Small Business Investor Tax Parity Act of 2025
This bill, titled the Small Business Investor Tax Parity Act of 2025, would extend the 199A deduction (the 20% deduction for qualified business income) to include a new category: qualified BDC interest dividends. These are dividends paid by electing Business Development Companies (BDCs) that are treated as Regulated Investment Companies (RICs) and that stem from the BDC’s net interest income allocated to a qualified trade or business. In effect, investors who own shares in certain BDCs would receive the same 199A treatment now available for qualified REIT dividends. The amendments apply to taxable years beginning after December 31, 2026. In plain terms, the bill seeks tax parity between investments in REITs and certain BDCs by allowing investors to subtract 20% of eligible qualified BDC interest dividends from their taxable income, just as they can for qualified REIT dividends, subject to existing 199A rules and limitations.
Key Points
- 1Adds qualified BDC interest dividends to the 199A framework, making them eligible for the same treatment as qualified REIT dividends.

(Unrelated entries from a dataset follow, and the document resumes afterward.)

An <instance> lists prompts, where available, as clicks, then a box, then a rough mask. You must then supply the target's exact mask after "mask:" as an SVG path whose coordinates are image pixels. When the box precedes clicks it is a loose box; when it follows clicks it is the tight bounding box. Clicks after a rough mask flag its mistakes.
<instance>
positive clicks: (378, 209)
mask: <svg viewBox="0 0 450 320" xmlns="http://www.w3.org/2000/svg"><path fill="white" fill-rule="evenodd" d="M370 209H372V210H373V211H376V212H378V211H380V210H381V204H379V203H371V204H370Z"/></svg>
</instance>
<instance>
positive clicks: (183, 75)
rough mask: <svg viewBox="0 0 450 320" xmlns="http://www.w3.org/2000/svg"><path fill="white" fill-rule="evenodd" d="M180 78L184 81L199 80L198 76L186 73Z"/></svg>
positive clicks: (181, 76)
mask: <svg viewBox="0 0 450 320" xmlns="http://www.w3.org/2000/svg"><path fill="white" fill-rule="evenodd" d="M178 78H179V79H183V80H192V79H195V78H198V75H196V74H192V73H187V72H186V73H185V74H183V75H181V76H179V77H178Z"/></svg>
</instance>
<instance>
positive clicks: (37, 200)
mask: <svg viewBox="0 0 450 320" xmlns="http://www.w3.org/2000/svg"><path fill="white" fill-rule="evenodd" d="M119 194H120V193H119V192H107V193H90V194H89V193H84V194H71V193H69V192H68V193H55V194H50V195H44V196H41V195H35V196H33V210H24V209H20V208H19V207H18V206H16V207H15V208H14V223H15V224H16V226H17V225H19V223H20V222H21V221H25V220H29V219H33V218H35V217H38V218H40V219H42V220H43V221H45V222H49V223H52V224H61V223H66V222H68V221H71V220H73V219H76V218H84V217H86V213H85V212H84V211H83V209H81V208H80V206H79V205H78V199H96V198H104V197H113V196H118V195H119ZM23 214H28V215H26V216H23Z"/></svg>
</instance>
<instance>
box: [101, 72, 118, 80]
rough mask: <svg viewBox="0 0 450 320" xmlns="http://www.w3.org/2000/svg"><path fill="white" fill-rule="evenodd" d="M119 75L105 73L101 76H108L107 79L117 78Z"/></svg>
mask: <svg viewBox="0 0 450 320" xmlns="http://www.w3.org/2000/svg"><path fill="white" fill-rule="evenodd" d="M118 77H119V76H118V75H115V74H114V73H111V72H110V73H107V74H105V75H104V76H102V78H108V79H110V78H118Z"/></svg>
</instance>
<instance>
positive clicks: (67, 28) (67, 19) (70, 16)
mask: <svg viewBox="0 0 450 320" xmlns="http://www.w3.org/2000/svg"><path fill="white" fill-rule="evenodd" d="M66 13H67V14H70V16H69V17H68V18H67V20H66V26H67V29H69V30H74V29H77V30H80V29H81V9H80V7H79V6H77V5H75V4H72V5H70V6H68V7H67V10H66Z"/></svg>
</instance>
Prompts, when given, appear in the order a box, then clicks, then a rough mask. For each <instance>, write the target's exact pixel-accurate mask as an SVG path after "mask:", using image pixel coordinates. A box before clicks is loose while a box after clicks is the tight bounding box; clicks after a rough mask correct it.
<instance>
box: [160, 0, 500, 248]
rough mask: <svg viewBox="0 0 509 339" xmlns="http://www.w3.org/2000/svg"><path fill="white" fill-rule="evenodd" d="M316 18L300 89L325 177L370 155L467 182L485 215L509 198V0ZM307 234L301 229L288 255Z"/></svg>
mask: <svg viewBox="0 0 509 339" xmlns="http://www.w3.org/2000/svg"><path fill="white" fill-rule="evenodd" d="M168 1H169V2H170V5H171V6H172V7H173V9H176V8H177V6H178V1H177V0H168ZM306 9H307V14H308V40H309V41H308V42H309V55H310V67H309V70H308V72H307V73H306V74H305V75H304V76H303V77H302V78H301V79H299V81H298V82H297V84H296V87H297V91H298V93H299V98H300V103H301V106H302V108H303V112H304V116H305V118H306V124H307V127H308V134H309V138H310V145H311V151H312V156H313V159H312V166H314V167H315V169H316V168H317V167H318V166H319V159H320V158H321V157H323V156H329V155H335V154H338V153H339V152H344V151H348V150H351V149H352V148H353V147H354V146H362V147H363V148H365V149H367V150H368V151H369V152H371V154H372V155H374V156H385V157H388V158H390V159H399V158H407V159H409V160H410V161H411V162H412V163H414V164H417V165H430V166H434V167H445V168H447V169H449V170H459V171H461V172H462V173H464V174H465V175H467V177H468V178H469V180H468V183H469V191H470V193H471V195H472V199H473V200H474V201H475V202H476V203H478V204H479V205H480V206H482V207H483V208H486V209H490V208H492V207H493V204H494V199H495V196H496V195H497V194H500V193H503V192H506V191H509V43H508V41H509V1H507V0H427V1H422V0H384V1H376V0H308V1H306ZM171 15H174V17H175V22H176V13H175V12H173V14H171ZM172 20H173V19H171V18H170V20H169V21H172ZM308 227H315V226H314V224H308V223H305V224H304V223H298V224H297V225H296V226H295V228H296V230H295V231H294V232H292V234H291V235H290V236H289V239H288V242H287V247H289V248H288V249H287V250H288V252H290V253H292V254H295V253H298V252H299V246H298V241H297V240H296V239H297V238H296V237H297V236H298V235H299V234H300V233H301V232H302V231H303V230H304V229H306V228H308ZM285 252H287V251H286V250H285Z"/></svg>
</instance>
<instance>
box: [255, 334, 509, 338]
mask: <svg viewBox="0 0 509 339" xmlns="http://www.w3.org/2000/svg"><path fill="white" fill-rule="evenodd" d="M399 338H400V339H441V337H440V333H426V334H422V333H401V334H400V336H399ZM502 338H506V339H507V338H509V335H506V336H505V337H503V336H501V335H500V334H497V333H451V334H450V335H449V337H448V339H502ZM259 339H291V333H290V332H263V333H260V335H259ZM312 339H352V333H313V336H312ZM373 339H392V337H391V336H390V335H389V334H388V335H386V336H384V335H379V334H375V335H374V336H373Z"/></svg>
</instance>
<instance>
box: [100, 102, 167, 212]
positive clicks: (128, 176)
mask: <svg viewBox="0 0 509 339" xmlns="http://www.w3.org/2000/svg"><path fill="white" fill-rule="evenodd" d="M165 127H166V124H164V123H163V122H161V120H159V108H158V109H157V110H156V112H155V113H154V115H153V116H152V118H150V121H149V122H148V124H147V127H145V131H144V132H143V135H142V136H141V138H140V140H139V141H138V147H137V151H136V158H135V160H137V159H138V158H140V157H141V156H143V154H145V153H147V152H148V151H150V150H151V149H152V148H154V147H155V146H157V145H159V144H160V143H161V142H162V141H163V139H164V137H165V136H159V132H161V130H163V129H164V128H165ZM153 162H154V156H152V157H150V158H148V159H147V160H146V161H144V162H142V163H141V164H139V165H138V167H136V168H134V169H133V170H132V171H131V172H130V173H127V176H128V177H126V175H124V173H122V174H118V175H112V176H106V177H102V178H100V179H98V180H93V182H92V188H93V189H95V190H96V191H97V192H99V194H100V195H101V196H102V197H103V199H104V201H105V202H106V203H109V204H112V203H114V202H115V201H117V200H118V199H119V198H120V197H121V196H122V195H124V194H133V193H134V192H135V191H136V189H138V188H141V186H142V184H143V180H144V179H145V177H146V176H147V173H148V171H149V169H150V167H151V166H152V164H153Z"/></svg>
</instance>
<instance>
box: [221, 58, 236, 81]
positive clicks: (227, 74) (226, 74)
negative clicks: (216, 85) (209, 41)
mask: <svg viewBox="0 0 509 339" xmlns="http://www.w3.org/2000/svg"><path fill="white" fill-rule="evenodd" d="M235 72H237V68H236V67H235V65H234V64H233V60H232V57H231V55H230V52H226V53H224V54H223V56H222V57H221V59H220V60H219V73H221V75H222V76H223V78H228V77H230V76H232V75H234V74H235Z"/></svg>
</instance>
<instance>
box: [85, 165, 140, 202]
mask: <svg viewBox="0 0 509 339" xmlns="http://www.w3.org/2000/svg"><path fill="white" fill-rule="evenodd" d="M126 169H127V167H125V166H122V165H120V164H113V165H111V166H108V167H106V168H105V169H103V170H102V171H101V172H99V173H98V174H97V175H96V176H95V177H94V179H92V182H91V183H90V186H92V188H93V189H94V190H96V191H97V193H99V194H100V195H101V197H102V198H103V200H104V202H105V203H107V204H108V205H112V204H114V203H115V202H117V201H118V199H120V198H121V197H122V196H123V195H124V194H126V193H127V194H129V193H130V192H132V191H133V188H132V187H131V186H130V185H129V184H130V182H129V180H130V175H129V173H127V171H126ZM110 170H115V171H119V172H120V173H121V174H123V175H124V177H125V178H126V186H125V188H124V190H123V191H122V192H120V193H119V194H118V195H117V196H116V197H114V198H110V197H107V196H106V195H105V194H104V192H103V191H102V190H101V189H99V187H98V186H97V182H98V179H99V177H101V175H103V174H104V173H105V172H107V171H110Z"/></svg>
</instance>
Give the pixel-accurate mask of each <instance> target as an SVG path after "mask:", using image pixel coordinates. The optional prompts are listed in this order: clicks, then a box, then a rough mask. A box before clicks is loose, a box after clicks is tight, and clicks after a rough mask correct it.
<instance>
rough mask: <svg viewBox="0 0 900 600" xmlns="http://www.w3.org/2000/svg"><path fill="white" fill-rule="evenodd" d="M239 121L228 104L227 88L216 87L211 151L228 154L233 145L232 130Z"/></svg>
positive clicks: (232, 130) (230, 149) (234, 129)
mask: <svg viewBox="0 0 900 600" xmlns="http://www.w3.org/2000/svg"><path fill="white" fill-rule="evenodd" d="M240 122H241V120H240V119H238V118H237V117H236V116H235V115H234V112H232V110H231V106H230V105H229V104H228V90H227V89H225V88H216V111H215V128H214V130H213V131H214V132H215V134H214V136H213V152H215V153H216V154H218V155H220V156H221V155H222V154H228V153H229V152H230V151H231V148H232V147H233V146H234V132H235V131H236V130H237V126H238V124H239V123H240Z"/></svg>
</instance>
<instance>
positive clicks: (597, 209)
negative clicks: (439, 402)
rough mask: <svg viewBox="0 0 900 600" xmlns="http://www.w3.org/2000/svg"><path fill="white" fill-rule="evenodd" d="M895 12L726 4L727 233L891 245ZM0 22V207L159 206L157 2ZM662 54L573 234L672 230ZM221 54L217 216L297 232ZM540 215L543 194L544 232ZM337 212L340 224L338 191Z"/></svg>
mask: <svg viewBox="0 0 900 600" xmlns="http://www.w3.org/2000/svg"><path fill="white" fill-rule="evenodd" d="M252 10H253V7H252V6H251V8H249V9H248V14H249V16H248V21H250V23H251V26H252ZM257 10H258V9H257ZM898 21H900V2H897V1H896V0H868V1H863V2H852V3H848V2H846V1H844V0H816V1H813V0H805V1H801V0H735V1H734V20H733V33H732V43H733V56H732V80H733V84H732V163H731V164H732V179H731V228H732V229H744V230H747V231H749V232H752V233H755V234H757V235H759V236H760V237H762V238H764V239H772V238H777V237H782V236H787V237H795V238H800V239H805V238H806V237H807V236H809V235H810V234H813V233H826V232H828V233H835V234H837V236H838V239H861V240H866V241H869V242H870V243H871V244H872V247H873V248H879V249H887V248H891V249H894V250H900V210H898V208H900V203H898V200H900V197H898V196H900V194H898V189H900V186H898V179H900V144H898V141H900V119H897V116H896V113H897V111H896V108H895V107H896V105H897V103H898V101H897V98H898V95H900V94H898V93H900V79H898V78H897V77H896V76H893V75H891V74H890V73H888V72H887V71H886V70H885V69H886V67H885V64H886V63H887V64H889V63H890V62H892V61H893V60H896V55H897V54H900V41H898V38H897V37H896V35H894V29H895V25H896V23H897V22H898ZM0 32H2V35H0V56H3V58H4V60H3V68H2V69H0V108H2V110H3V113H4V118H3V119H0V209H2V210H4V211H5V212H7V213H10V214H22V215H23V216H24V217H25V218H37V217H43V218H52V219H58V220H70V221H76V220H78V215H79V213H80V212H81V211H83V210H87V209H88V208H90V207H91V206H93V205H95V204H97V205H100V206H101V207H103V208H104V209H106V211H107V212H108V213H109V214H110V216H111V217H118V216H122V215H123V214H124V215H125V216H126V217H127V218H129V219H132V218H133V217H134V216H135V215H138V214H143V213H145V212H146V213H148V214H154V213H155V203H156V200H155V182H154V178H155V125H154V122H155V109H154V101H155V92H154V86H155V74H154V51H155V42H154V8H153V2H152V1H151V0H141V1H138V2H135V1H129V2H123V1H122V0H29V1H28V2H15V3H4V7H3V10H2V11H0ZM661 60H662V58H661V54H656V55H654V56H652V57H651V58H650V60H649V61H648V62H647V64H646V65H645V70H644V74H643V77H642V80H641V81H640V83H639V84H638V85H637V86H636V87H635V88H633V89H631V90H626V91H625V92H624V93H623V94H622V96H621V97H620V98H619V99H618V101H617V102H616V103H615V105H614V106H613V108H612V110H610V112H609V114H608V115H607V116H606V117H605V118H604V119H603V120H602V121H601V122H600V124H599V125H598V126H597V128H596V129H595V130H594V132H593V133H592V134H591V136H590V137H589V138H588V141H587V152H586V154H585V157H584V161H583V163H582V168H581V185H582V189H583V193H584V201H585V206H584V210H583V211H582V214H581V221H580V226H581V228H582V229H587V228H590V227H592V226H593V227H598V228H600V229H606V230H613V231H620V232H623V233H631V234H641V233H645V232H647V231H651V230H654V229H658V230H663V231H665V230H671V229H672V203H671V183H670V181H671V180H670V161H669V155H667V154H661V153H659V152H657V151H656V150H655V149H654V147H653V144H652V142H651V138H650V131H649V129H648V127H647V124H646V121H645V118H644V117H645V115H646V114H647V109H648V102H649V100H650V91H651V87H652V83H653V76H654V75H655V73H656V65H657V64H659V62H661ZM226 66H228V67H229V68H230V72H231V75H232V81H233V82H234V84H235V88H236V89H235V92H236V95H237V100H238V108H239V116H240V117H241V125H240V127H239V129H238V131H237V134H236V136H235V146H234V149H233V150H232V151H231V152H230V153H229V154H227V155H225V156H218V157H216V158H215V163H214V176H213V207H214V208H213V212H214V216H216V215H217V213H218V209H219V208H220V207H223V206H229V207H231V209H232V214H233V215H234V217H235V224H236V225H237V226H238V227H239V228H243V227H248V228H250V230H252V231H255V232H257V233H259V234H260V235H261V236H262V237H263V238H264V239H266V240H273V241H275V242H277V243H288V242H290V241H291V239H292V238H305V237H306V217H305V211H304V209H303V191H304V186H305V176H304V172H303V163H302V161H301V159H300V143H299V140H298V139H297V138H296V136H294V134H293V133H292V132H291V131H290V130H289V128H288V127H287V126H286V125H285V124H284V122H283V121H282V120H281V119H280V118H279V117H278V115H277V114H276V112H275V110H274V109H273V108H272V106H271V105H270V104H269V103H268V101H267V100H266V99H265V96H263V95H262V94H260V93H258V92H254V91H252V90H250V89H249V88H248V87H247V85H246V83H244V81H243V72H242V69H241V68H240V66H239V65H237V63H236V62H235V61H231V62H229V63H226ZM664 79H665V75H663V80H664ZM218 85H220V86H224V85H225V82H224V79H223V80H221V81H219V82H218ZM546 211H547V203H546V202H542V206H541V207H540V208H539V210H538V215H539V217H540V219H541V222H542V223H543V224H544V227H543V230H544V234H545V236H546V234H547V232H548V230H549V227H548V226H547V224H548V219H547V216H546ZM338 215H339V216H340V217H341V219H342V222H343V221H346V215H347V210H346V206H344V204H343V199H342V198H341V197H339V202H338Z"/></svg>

- 2Defines “qualified BDC interest dividend” as any dividend from an electing BDC that is attributable to net interest income properly allocable to a qualified trade or business of the BDC.
- 3Defines an “electing business development company” as a BDC (per the Investment Company Act of 1940) that has elected under section 851 to be treated as a regulated investment company (RIC).
- 4Amends the relevant subsections of Section 199A to insert “qualified BDC interest dividends” after “qualified REIT dividends.”
- 5Provides an effective date: the amendments apply to taxable years beginning after December 31, 2026.